Of note, integrin β3 also associates with integrin αIIb (CD41), whose expression is also regulated by miR-150 as well as miR-34a and. Specifically, by targeting transcription factor MYB, miR-150 drives MEP cell differentiation toward megakaryocytes which is accompanied by increased expression of integrin αIIb, (34). In addition, overexpression of miR-34a promotes megakaryocyte differentiation and is also associated with increased integrin αIIb expression (35).
Although no miRNA has been reported to regulate integrin β5, one study reported silencing of integrin β5 increased miR-125b expression and suppressed mesenchymal stem cell differentiation, suggesting integrin β5 regulation of miRNA-125b (36). As of this writing there are no reports of miRNA regulation of integrin β6.

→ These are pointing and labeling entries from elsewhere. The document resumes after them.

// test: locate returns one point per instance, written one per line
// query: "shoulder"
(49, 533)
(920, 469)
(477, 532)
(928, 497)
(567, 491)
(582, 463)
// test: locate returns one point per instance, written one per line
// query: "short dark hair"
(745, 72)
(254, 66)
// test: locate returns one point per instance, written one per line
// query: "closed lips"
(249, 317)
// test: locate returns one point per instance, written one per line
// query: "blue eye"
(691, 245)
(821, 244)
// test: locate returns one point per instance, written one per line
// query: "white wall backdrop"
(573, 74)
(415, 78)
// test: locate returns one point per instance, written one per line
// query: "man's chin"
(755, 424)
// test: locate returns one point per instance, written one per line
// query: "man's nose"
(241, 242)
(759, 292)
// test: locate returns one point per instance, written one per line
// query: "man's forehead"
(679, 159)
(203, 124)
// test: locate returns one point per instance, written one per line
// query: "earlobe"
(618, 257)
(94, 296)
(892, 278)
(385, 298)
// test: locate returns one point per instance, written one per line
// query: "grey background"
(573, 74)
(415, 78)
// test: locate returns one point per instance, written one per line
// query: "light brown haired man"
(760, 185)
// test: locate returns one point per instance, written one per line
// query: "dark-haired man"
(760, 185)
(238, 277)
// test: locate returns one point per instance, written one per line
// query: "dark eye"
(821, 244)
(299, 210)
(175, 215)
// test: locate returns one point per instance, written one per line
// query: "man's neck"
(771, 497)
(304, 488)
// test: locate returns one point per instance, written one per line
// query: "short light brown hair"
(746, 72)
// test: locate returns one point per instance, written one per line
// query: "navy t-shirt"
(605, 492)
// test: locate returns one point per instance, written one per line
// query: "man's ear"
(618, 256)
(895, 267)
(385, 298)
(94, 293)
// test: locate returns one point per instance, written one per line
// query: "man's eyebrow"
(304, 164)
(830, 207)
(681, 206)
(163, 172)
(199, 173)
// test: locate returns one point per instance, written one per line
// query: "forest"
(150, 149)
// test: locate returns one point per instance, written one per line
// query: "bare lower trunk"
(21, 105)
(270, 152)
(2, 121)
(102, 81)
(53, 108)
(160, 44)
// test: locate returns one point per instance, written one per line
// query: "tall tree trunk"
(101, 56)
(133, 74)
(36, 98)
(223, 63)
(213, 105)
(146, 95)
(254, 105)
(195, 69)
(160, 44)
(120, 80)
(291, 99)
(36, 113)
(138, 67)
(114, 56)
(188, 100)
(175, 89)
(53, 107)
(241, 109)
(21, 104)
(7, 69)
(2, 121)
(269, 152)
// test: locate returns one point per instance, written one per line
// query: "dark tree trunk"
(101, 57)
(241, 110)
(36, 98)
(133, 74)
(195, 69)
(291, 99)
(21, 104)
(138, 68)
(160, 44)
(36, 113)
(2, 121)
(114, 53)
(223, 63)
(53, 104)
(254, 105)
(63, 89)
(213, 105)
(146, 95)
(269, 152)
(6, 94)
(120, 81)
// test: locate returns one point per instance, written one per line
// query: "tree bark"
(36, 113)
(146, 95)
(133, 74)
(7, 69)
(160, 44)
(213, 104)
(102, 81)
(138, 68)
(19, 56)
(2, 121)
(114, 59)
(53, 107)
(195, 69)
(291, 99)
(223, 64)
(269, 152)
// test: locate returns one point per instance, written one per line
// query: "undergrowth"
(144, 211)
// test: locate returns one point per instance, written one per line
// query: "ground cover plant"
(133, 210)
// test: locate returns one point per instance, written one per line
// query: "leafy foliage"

Integrin β8 is regulated by miR-145 and miR-93. miR-145 plays a central role in corneal epithelium formation from progenitor cells and the maintenance of epithelial integrity (17). Transfection with lentivirus containing the mature miR-145 sequence gave rise to defective epithelium. qPCR and luciferase reporter assays showed that miR-145 suppressed integrin β8 expression in both human corneal epithelial cells and primary corneal epithelial progenitor cells (37). Nude mice injected with miR-93-transfected U87 astrocytoma cells showed increased tumor growth compared to mice injected with mock transfected cells (9). Co-culture of miR-93-transfected U87 cells with endothelial cells facilitated endothelial cell spreading, growth, migration and tube formation compared to controls. Computational analysis suggested that miR-93 targets integrin β8. This link was further supported by evidence that silencing of integrin β8 mimicks effects of miR-93 on tumor cell angiogenesis and survival, suggesting that the effects of miR-93 on tumor cell growth may be due to reduced intergrin β8 expression .
As noted, integrins β5, β6 and β8 have been shown to be indirectly downregulated by miR-31 in a tumor cell model (6). Although miR-31 directly targets the 3’-UTR of integrins α2, α5, αV, and β3, the downregulation of integrins β5, β6 and β8 may be mediated by the reduction of integrin heterodimer stability, or through targeting of upstream regulators.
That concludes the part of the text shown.